Being able to bring it down to a testcase works well in some situations but I have found it ineffective in the long run. When you are dealing with a few terabytes of data it can be difficult to cut the problem down to a few megs of input data that you can reason about. While the framework I am using lets me run code on a single process so I can debug it, it is again not always possible to bring the input data down small enough that it is manageable on a single process. On top of that, the behavior you are trying to debug may not show up on such a simple case. It's pretty impossible to use a traditional debugger if the bug only shows up in a few megs of data when you are dealing with a terabyte, how can you step through a 6 hour run if it only shows up on a small portion of that data? How do you predict what machine that bad data will run on if you don't even know what the bad data is?
I have so far been using three methods to debug a distributed app.
- If I have some idea what the bad data looks like, I'll look for some approximation of it in the input data and throw an exception with the debugging info I'm interested in. Exceptions make their way back to the main console of where the jobs are run from so I can see them easy enough.
- Use standard IO. The annoying part is the framework I use only logs this out to local files on the machine it ran on, so I have to wrap the grep in an ssh call to each machine. It's also sometimes difficult to know what to even print out. Too much printing can also significantly reduce performance and even fill up the disk with logging data. Logging data as big as the input data is not any easy to comb through.
- Just reading through the code by hand and working it out with pencil and paper. This has only really worked if I can get a good mental image of what the input is like. If I have a terabyte of input from untrusted sources it can be quite freeform and difficult to reason about as I walk through the code by hand.

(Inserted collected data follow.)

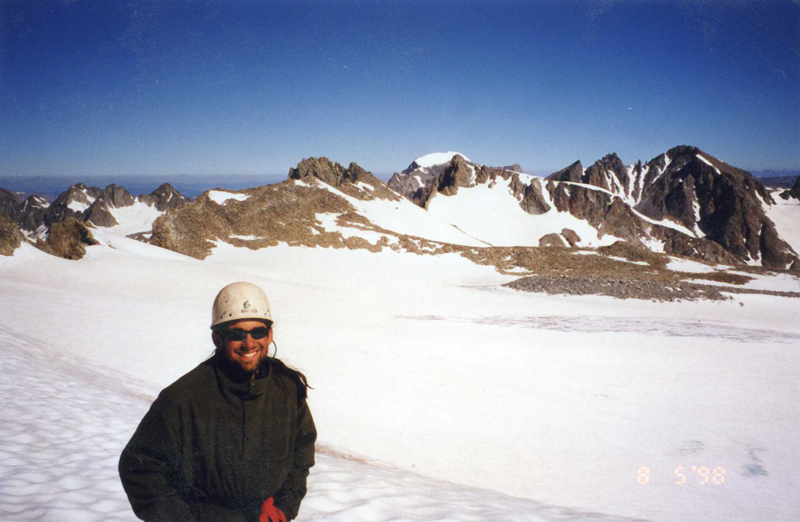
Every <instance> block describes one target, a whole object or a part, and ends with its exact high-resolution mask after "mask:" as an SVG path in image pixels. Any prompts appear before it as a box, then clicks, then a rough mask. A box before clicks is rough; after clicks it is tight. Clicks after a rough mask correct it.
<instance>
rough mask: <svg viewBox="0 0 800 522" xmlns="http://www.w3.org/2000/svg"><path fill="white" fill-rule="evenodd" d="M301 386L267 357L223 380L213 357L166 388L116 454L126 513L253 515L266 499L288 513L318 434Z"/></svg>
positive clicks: (313, 460)
mask: <svg viewBox="0 0 800 522" xmlns="http://www.w3.org/2000/svg"><path fill="white" fill-rule="evenodd" d="M304 396H305V394H304V393H301V394H298V387H297V385H296V384H295V381H294V380H293V379H291V378H290V377H289V376H288V375H286V374H285V373H283V372H281V371H278V368H277V367H276V366H275V365H270V370H269V372H268V374H267V376H266V377H264V378H261V379H256V380H252V381H245V382H235V381H233V380H231V379H230V378H229V377H228V375H227V374H226V372H224V371H223V370H222V367H221V365H220V361H219V360H218V358H217V357H213V358H211V359H210V360H208V361H206V362H204V363H203V364H201V365H200V366H198V367H197V368H195V369H194V370H192V371H191V372H189V373H187V374H186V375H184V376H183V377H181V378H180V379H178V380H177V381H176V382H175V383H173V384H172V385H170V386H169V387H167V388H166V389H164V390H163V391H162V392H161V393H160V394H159V396H158V398H157V399H156V400H155V402H153V404H152V406H151V407H150V411H148V412H147V414H146V415H145V417H144V419H142V422H141V423H140V424H139V427H138V428H137V429H136V433H134V434H133V438H131V440H130V442H129V443H128V445H127V446H126V447H125V450H124V451H123V452H122V457H121V458H120V461H119V474H120V478H121V479H122V485H123V487H124V488H125V492H126V493H127V495H128V499H129V500H130V503H131V506H132V507H133V511H134V513H136V516H138V517H139V518H140V519H142V520H146V521H148V522H150V521H153V522H158V521H169V522H182V521H206V520H213V521H220V522H222V521H230V522H234V521H235V522H249V521H257V520H258V514H259V510H260V506H261V503H262V502H264V501H265V500H266V499H267V498H269V497H274V498H275V505H276V506H277V507H278V508H279V509H280V510H281V511H283V512H284V513H285V514H286V517H287V518H288V519H289V520H291V519H293V518H295V517H297V513H298V511H299V509H300V501H301V500H302V499H303V497H304V496H305V494H306V478H307V477H308V469H309V468H310V467H311V466H313V465H314V441H315V440H316V437H317V432H316V428H315V427H314V421H313V419H312V418H311V412H310V411H309V409H308V405H307V404H306V401H305V399H304V398H303V397H304Z"/></svg>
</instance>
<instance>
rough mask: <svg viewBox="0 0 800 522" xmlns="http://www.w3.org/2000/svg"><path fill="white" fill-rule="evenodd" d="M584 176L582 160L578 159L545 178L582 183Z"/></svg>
mask: <svg viewBox="0 0 800 522" xmlns="http://www.w3.org/2000/svg"><path fill="white" fill-rule="evenodd" d="M582 178H583V165H581V162H580V160H578V161H576V162H575V163H573V164H572V165H570V166H569V167H566V168H564V169H561V170H559V171H558V172H553V173H552V174H550V175H549V176H547V177H546V178H545V180H547V181H550V180H553V181H571V182H573V183H580V182H581V181H582Z"/></svg>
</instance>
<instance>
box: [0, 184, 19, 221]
mask: <svg viewBox="0 0 800 522" xmlns="http://www.w3.org/2000/svg"><path fill="white" fill-rule="evenodd" d="M19 206H20V201H19V198H18V197H17V195H16V194H14V193H13V192H11V191H10V190H6V189H4V188H0V212H2V213H4V214H7V215H9V216H13V215H14V214H16V212H17V209H18V208H19Z"/></svg>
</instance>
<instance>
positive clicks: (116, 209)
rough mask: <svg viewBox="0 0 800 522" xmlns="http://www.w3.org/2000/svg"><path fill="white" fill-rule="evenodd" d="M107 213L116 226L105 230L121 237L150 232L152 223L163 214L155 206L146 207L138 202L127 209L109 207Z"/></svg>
mask: <svg viewBox="0 0 800 522" xmlns="http://www.w3.org/2000/svg"><path fill="white" fill-rule="evenodd" d="M109 212H111V215H112V216H114V219H116V220H117V223H118V225H117V226H114V227H110V228H107V229H106V230H108V231H109V232H112V233H114V234H117V235H121V236H127V235H128V234H135V233H137V232H150V231H151V230H152V229H153V222H154V221H155V220H156V219H158V218H159V217H161V216H162V215H163V214H164V213H163V212H161V211H160V210H158V209H157V208H156V207H155V205H148V204H147V203H144V202H142V201H139V200H136V202H135V203H134V204H133V205H131V206H129V207H111V206H109Z"/></svg>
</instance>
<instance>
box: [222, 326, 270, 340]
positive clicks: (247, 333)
mask: <svg viewBox="0 0 800 522" xmlns="http://www.w3.org/2000/svg"><path fill="white" fill-rule="evenodd" d="M220 333H221V334H222V335H223V336H224V337H225V338H226V339H230V340H231V341H244V340H245V339H246V338H247V334H250V337H252V338H253V339H263V338H264V337H266V336H267V335H269V327H268V326H259V327H258V328H253V329H252V330H242V329H241V328H225V329H222V330H220Z"/></svg>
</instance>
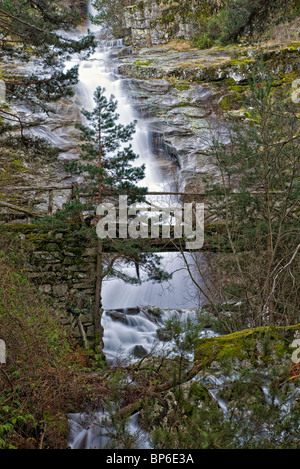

Right now I am experiencing a bug that I have been unsuccessful in tracking down. The problem is it only shows up when I use it on huge amounts of data. I have two ways of doing the same thing. One of them takes way too long and the other takes a very short time, and the short way is not producing the same numbers as the long way. It is off by only about 500 million in 5 billion rows of input and it is being a very frustrating bug to track down. The main problem is that I cannot produce a smaller set of input files to cause the issue. Runs take over 6 hours with the input file I need, so a single test can take almost my entire work day. If anyone has any suggestions, please let me know.